El lehendakari regresó ayer al centro del escenario político e intentó delimitar los contenidos de la negociación que protagonizarían las fuerzas vascas, en el supuesto de que ETA renuncie a seguir utilizando la violencia. Juan José Ibarretxe recurrió a un procedimiento que su Gabinete ha usado en contadas ocasiones -una declaración oficial suscrita por el Ejecutivo tripartito- para salir al paso de la declaración efectuada la víspera en el Congreso por el presidente del Gobierno, quien aseguró en un duro 'cara a cara' con Mariano Rajoy que el precio para que los terroristas depongan las armas no será el reconocimiento de la autodeterminación. La controversia se extendió horas después en Euskadi como una mancha de aceite: Ibarretxe replicó ayer a José Luis Rodríguez Zapatero que ese derecho «no es negociable» porque «todo pueblo» lo posee y volvió a condicionar la plena normalización a un pacto sobre el derecho a decidir y su ejercicio.

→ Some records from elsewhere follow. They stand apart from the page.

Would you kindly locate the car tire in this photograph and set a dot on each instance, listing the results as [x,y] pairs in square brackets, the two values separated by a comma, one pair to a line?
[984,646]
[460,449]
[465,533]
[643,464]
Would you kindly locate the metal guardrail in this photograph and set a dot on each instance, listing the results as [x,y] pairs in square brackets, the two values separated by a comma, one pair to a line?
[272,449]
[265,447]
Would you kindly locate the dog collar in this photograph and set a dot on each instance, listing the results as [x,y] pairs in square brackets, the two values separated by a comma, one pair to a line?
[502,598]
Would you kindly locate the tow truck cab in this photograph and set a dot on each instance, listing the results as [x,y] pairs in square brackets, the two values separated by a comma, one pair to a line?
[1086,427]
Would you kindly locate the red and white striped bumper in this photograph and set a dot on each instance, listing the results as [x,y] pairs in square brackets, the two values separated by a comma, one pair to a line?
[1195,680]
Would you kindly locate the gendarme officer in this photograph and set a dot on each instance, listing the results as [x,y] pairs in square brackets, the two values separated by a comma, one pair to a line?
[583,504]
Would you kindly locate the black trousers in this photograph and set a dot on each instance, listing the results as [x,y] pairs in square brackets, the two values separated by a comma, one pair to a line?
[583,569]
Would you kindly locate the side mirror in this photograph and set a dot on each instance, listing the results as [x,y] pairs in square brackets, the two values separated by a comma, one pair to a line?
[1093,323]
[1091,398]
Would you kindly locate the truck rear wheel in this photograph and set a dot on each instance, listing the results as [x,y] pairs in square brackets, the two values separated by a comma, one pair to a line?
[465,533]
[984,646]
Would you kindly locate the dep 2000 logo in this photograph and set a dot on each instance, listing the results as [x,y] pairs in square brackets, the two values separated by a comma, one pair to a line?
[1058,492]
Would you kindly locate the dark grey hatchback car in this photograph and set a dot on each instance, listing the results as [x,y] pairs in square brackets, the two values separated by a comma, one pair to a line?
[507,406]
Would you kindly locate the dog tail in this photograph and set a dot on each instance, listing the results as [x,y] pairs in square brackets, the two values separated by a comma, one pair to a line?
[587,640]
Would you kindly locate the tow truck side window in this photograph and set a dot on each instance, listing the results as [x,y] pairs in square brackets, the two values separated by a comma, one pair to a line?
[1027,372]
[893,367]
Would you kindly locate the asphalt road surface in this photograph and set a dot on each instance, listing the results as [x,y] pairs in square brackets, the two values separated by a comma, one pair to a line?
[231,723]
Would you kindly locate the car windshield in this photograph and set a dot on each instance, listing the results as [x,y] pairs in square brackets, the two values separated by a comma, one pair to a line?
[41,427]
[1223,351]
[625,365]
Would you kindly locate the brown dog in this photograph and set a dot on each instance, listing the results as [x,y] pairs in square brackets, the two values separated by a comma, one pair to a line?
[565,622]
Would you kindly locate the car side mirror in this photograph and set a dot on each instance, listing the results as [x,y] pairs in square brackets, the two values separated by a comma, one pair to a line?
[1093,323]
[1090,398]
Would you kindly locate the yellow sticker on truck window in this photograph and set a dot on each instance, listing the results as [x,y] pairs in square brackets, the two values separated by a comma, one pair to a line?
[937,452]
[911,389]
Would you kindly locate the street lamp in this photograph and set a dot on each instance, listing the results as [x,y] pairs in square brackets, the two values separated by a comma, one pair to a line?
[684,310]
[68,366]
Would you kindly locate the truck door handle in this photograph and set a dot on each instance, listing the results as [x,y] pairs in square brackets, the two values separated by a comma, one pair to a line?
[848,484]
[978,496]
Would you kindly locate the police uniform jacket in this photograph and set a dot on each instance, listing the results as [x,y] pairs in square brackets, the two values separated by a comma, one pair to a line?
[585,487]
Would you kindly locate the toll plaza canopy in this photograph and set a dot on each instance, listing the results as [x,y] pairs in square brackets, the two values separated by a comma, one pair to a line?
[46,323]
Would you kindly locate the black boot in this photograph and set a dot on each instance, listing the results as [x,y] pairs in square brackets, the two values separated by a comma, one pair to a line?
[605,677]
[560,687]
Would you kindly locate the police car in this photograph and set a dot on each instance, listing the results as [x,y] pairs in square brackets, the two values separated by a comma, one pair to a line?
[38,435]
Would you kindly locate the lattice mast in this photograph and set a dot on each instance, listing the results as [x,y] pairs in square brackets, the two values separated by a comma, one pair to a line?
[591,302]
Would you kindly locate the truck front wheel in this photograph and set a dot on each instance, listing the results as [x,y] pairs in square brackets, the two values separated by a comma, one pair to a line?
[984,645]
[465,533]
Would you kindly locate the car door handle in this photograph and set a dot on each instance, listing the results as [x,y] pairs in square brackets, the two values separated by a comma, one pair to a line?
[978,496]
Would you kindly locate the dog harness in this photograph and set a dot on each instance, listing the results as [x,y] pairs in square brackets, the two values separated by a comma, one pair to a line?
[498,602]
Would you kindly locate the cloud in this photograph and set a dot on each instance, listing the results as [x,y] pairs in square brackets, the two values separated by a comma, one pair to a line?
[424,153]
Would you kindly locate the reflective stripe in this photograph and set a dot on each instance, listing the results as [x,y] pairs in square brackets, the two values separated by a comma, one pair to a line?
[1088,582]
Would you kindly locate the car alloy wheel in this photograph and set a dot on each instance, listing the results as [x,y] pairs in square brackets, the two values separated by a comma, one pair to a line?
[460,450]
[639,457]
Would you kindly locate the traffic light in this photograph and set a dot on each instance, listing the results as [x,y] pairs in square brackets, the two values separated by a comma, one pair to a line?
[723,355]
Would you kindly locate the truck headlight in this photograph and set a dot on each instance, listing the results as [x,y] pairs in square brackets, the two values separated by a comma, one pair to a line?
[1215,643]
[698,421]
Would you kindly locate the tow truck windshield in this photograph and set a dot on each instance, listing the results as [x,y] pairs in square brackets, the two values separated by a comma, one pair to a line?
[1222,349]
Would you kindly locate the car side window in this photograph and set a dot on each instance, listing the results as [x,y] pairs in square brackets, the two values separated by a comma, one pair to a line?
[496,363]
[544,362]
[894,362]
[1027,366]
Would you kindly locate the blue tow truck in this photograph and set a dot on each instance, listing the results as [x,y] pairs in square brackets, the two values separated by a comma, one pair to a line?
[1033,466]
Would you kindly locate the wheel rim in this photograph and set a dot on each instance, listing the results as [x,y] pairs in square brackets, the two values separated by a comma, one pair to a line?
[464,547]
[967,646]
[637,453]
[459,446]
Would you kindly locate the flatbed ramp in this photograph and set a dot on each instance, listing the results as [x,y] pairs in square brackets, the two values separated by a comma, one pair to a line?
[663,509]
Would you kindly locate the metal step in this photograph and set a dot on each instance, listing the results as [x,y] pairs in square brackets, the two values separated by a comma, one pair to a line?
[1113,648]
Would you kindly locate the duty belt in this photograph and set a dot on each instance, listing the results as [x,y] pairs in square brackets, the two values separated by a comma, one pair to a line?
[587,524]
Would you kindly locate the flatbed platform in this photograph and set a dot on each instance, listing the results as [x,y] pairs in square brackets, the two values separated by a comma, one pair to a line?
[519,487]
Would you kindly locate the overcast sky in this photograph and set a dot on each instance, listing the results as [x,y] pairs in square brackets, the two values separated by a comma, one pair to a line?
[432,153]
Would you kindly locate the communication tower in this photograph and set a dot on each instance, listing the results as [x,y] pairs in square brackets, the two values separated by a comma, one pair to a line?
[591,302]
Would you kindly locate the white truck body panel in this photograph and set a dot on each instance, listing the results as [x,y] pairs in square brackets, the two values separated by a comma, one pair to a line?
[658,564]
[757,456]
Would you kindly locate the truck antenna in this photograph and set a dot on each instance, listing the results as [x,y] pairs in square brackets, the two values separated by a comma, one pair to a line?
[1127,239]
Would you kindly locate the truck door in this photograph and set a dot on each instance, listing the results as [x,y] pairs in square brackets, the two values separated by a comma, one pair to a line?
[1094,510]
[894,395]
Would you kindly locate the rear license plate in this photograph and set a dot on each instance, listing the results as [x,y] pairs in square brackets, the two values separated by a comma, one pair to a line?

La polémica, desatada en pleno divorcio del PSOE y el PP sobre la estrategia antiterrorista, se sitúa en un terreno muy delicado: el que tiene que ver con un eventual cese de la violencia a corto plazo y las hipotéticas contrapartidas de ese alto el fuego; o, expresado de otro modo, la 'pista de aterrizaje' que se proporcionaría a ETA para que formalizara su decisión de dejar las armas. Mientras la propia banda colocaba en su último comunicado el respeto al derecho de decisión de los vascos como la «clave» para resolver «el conflicto», la percepción en el tripartito es que cualquier movimiento de la organización terrorista dependerá del «compromiso» que puedan adoptar el Gobierno socialista y las fuerzas políticas para que la futura mesa de negociación explore una fórmula del derecho a decidir. El PSE no se opone a ese debate, pero rechaza que sea el requisito 'sine qua non' para sentarse a dialogar y requiere lealtad constitucional.
En ese contexto, Ibarretxe inspiró ayer una declaración de su Gobierno para advertir a Zapatero de que el derecho a la libre determinación «no es negociable» y que su «negación» implica «negar la propia existencia» de los pueblos en general, de Euskadi en particular y del «principio establecido por Naciones Unidas». El lehendakari, que consumió parte de la jornada en un viaje oficial a Burdeos, asume la terminología que se manejó el miércoles en la sesión de control al Gobierno en el Congreso y se refiere abiertamente a la autodeterminación, desplazado de su vocabulario habitual por el eufemismo del 'derecho a decidir', puntal de su plan. El entorno del presidente vasco rechazó que la intención de la nota sea la de iniciar ninguna disputa, pero sí constató el malestar que ha provocado en el tripartito que Zapatero negara que la autodeterminación exista «ni en el ordenamiento constitucional español» ni en el de los «países democráticos».
Para rebatir esa tesis, el Gobierno vasco reprodujo el artículo 1 de la Carta de las Naciones Unidas, que establece que «todos los pueblos tienen el derecho de libre determinación» y que en virtud del mismo fijan «libremente su condición política». Y frente a quienes enmarcan ese precepto en el proceso de descolonización vivido en la segunda mitad del siglo pasado y a las palabras de Zapatero, Ibarretxe y sus socios sostienen que sí se han producido en «la Europa democrática» ejemplos «más que suficientes»; sin mencionarlos, aluden a los lander alemanes, los cantones suizos e, incluso, a la nueva constitución de Gibraltar.
Conflicto desde 1839
El lehendakari sí viene a coincidir con el presidente del Gobierno en apartar a los terroristas del proceso político. El Ejecutivo vasco subraya que eso corresponde «única y exclusivamente» a los partidos y al posterior refrendo de la ciudadanía, pero también recalca que el contencioso vasco arranca conla abolición foral de 1839 -«muy anterior a la horrorosa e inhumana violencia de ETA»- y advierte de que la normalización no será posible sin un acuerdo «sobre el derecho a decidir». Y con la mente puesta en la búsqueda de una formulación para ese objetivo y en la metodología establecida en Quebec, advierte a Zapatero de que «lo que se debe pactar es el ejercicio de ese derecho», mediante el diálogo y la negociación.
Antes de que se divulgara el escrito del Gobierno, Josu Jon Imaz había interpretado lo dicho por Zapatero como una negativa no a negociar la autodeterminación, como a hacerlo con ETA. El líder del PNV compartió ese último principio «democrático», pero precisó que «otra cosa bien diferente» es que Euskadi «tiene y debe tener capacidad para decidir su propio futuro en paz y libertad». Los jeltzales preguntarán a Zapatero el miércoles en el Congreso si mantiene que el derecho de autodeterminación «no existe en España».